Mongodb概述
MongoDB是一个面向文档的基于分布式的NoSQL数据库
存储格式是类似于Json格式(BSON)
mongodb数据模型
database,collection,document,field ,index
1.不同文档可以有不同的字段
2.不同文档的字段类型可以不一样
模式验证:可以指定Json模式,插入或更新数据的时候,会按该模式进行验证
上限集合:可以指定MongoDB的集合大小,比如指定1G,当数据达到1G,集合大小不会再增加
1、MongoDB安装
1.1、配置yum源
cd /etc/yum.repos.d/
vim mongodb.repo
[MongoDB]
name=MongoDB Repository
baseurl=http://mirrors.aliyun.com/mongodb/yum/redhat/7Server/mongodb-org/4.0/x86_64/
gpgcheck=0
enabled=1
1.2、通过tar解压文件,或yum进行安装
tar -zxf mongodb-linux-x86_64-rhel70-3.2.22.tgz -C /opt/software/
配置环境变量并激活
[root@single11 software]# mkdir -p /var/lib/mongo
[root@single11 software]# mkdir -p /var/log/mongodb
cd /opt/software/mongodb
vi mongodb.conf
=====================================================
port=27017
dbpath=/var/lib/mongo
logpath=/var/log/mongodb/mongodb.log
logappend=true
fork=false
maxConns=100
noauth=true
journal=true
storageEngine=wiredTiger
bind_ip=0.0.0.0
mongod --config /opt/software/mongodb/mongodb.conf
#进入服务
mongo
1.3、启动mongod 服务
systemctl start mongod.service
systemctl status mongod.service
2、mongodb 操作(重点)
1.集合和数据库操作
> db
test
> use events
switched to db events
> db
events
> show dbs
admin 0.000GB
config 0.000GB
local 0.000GB
> db
events
> db.test1.insert({"name":"mongodb test"})

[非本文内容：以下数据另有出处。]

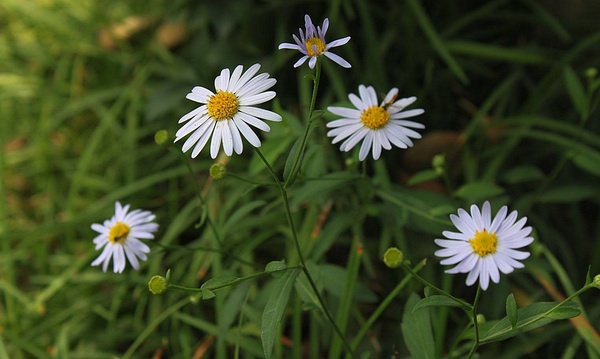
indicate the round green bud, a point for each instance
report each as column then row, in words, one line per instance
column 439, row 163
column 596, row 281
column 158, row 285
column 591, row 72
column 161, row 137
column 218, row 171
column 393, row 257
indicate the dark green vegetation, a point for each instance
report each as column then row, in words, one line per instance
column 511, row 102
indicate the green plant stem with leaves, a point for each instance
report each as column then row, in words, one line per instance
column 298, row 159
column 296, row 241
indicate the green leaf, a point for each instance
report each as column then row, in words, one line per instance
column 511, row 310
column 416, row 330
column 275, row 266
column 423, row 176
column 479, row 191
column 436, row 301
column 207, row 294
column 587, row 162
column 304, row 289
column 564, row 312
column 218, row 282
column 529, row 318
column 274, row 310
column 575, row 89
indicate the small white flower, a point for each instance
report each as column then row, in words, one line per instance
column 120, row 236
column 312, row 44
column 484, row 247
column 379, row 125
column 227, row 113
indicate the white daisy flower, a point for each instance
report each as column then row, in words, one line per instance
column 120, row 236
column 312, row 44
column 227, row 113
column 381, row 126
column 484, row 247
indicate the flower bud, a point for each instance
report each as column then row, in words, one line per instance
column 158, row 285
column 439, row 163
column 218, row 171
column 596, row 281
column 393, row 257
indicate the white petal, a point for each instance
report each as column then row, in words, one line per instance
column 227, row 137
column 251, row 120
column 235, row 77
column 354, row 139
column 222, row 81
column 247, row 132
column 203, row 140
column 118, row 259
column 252, row 70
column 406, row 114
column 344, row 112
column 358, row 103
column 338, row 42
column 288, row 46
column 301, row 61
column 366, row 146
column 261, row 113
column 215, row 143
column 257, row 99
column 238, row 146
column 391, row 95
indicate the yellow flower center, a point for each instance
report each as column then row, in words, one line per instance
column 484, row 243
column 118, row 233
column 223, row 105
column 375, row 117
column 315, row 42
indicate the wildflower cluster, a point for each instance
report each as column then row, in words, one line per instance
column 483, row 247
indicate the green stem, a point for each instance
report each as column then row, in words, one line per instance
column 475, row 324
column 229, row 283
column 203, row 205
column 466, row 306
column 249, row 180
column 386, row 302
column 313, row 100
column 305, row 270
column 390, row 198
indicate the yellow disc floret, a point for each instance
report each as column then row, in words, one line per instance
column 484, row 243
column 314, row 46
column 118, row 233
column 223, row 105
column 375, row 117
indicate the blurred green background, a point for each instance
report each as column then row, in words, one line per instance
column 510, row 97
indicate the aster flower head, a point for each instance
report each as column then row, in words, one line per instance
column 228, row 113
column 484, row 247
column 120, row 236
column 378, row 126
column 312, row 44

WriteResult({ "nInserted" : 1 })
> show dbs
admin 0.000GB
config 0.000GB
events 0.000GB
local 0.000GB
> show collections
test1
> show tables
test1
> db.dropDatabase()
{ "dropped" : "events", "ok" : 1 }
> show dbs
admin 0.000GB
config 0.000GB
local 0.000GB
> db
events
> db.createCollection("mycol1")
{ "ok" : 1 }
> show tables
mycol1
> show dbs
admin 0.000GB
config 0.000GB
events 0.000GB
local 0.000GB
>
2.1、修改mongodb 配置文件
vim /etc/mongod.conf
重启mongodb service
2.2、集合的创建与删除
> db.createCollection("mycol2",{capped:true,size:1024000})
{ "ok" : 1 }
> show tables
mycol1
mycol2
> db.mycol2.drop()
true
> show tables;
mycol1
2.3、文档操作
2.3.1、插入文档
db.customers.insertOne({“name”:“lisi”})
2.3.2、批量插入文档
db.users.insertMany([{“name”:“zhangsan”},{“name”:“lisi”},{“name”:“wangwu”}])
2.3.3、查询
条件查询
db.inventory.find({“status”:“A”}).pretty()
投影查询,获取指定的字段
db.inventory.find({“status”:“D”},{“status”:1,“size”:1})
in & nin
db.inventory.find({“status”:{$in:[“A”,“D”]}})
比较运算符
for(var i =1; i<30; i++) db.customers.insert ({id:i,name: "xiaoming",age: 100+i})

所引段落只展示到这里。